| dc.description.abstract | Honey bee-infecting pathogens are a leading cause of worldwide bee decline. However, it is oftentimes only in conjunction with other stressors that pathogens reach titers that begin to negatively impact the health of bees at both the individual and colony level. By studying the disease ecology of honey bees and their associated pathogens, we can better understand how these various stressors can impact transmission routes, host dynamics, and ecological drivers that contribute to pathogen spread. Two understudied biotic factors in relation to honey bee disease ecology include interspecies pathogen transmission and the effects of host nutrition on host-pathogen interactions. This dissertation adds to our current knowledge on these two subject areas by 1) identifying if in-hive ant pests act as reservoirs of honey bee-associated viruses, and 2) determining how macronutrient constituents in the honey bee diet affect the interactions between the bee host and its most ubiquitous fungal and viral pathogen. The overarching goal was to determine how these concurrent factors impact bee-pathogen interactions to develop solutions that can help beekeepers better mitigate colony losses.

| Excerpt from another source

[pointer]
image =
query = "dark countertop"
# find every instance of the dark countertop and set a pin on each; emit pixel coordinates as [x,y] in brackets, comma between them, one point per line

The first chapter consists of a survey in which I determined the ant taxa (family Formicidae) that act as pests within managed apiaries in Texas and how these pests interact with honey bee colonies. I then examined whether any of six common honey bee-associated viruses were present and actively replicating in ants collected from within or outside of apiaries. In total, 14 genera of ants were found to be interacting with managed honey bee colonies in Texas, with the most common form of interaction being he robbing of sugar resources from hives. I found that 12 of these 14 ant genera were reservoirs of honey bee-associated viruses. However, there was no evidence that active replication of these viruses was occurring within the ants. These results show for the first time that ants may be more than just nuisance pests of honey bees in United States, as they have the potential to aid in the transmission of honey bee-associated viruses, highlighting the need to better control for ants in managed honey bee colonies.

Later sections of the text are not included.